Leggett's talk, titled "Superfluid Helium-3: The Early Days as Seen by a Theorist," will be a slightly expanded version of the Nobel lecture that he delivered in Stockholm, Sweden, when he received the prestigious award in October 2003. "I will present a very personal account of the way in which, in the approximately 12 months between July 1972 and July 1973, we came to a theoretical understanding of the puzzling experimental data on what we now know as superfluid Helium-3," he explains.
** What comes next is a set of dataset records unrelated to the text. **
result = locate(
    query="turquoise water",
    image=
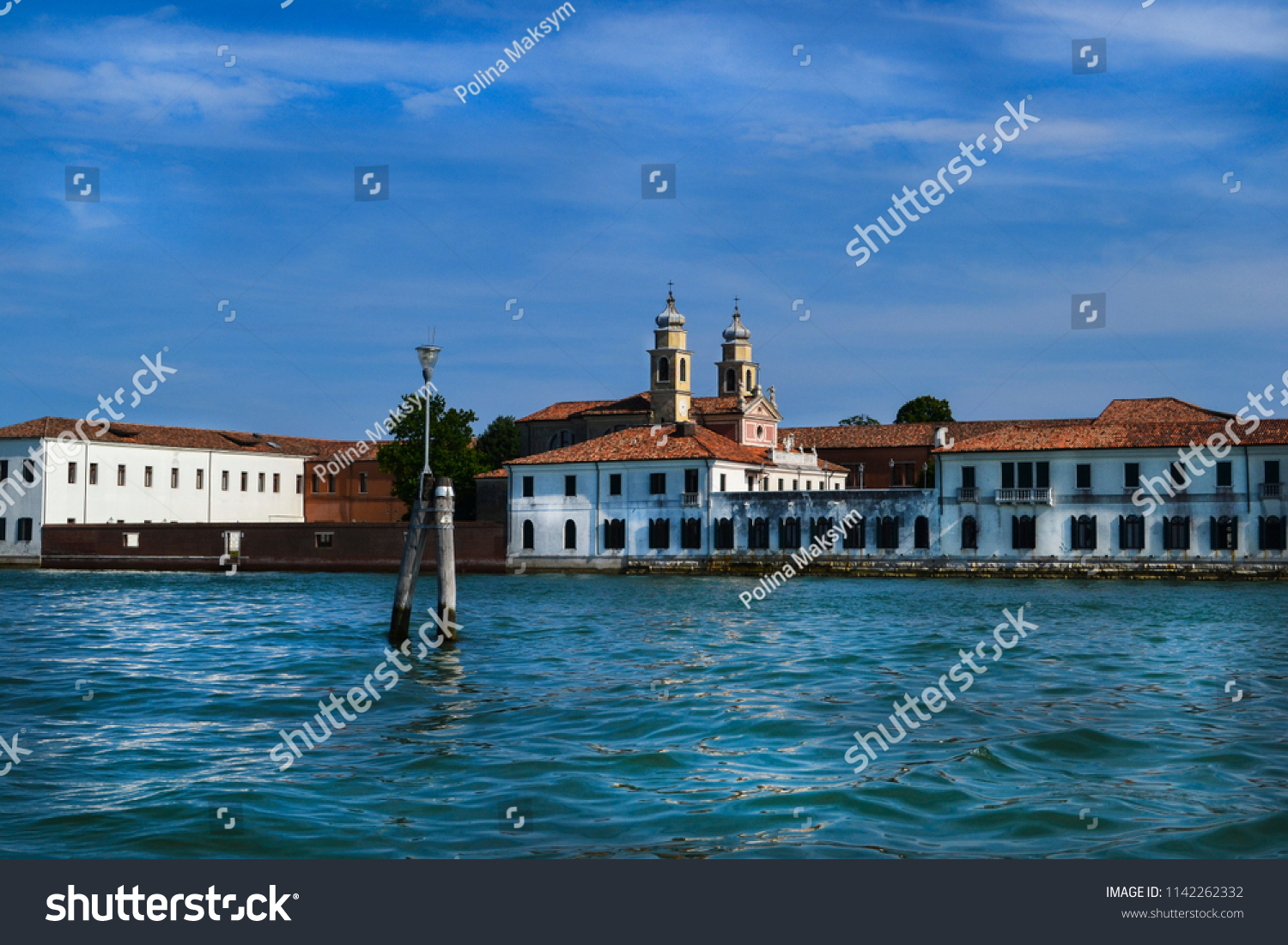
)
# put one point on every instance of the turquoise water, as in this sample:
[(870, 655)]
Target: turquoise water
[(641, 716)]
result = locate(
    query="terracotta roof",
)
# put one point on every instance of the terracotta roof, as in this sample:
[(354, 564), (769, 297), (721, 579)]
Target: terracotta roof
[(1156, 409), (903, 434), (1109, 437), (177, 437), (638, 443)]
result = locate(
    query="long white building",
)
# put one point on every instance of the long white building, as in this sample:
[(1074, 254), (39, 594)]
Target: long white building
[(139, 474)]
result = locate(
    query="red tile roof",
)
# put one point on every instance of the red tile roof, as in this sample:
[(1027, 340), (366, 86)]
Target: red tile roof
[(1108, 437), (1156, 409), (179, 437)]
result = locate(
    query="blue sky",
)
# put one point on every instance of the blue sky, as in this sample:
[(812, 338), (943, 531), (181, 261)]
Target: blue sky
[(236, 182)]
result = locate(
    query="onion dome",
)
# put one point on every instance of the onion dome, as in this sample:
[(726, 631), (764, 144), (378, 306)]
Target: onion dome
[(737, 331), (670, 318)]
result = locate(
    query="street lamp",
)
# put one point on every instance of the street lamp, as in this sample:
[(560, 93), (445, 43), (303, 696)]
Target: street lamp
[(428, 355)]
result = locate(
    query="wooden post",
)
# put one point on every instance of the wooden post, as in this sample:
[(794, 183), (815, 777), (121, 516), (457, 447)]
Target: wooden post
[(445, 530), (414, 550)]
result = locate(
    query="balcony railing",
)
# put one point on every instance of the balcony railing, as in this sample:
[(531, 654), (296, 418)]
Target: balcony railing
[(1025, 496)]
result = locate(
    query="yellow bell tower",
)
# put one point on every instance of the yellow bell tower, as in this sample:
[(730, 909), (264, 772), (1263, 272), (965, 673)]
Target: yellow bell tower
[(671, 366)]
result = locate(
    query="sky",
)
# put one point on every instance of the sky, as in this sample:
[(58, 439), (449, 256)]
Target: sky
[(226, 138)]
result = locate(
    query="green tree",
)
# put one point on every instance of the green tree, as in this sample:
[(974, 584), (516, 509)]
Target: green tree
[(450, 451), (499, 443), (925, 409)]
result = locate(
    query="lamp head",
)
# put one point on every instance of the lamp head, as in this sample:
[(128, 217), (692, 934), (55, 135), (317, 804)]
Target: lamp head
[(428, 355)]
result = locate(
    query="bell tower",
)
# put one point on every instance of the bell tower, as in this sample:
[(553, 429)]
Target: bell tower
[(670, 367), (737, 373)]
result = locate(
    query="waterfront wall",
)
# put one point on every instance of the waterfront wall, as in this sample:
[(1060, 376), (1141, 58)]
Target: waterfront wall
[(264, 546)]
Leggett is the John D. and Catherine T. MacArthur Professor and a Center for Advanced Study Professor of Physics at the University of Illinois at Urbana. Leggett is a pioneer in the theoretical understanding of superfluid helium, high-temperature superconductivity and atomic gases undergoing Bose-Einstein condensation. He is a leader in the study of the quantum physics of certain macroscopic systems and the use of condensed systems to test the foundations of quantum mechanics. Renowned worldwide for his trail-blazing contributions to low-temperature physics, Leggett has been recognized with numerous honors and awards in addition to the Nobel Prize in Physics. He is a member of the National Academy of Sciences, the American Philosophical Society, the American Academy of Arts and Sciences, and a foreign member of the Russian Academy of Sciences. He also is a Fellow of the Royal Society in the United Kingdom, the American Physical Society, and the American Institute of Physics. He is an Honorary Fellow of the Institute of Physics in the United Kingdom.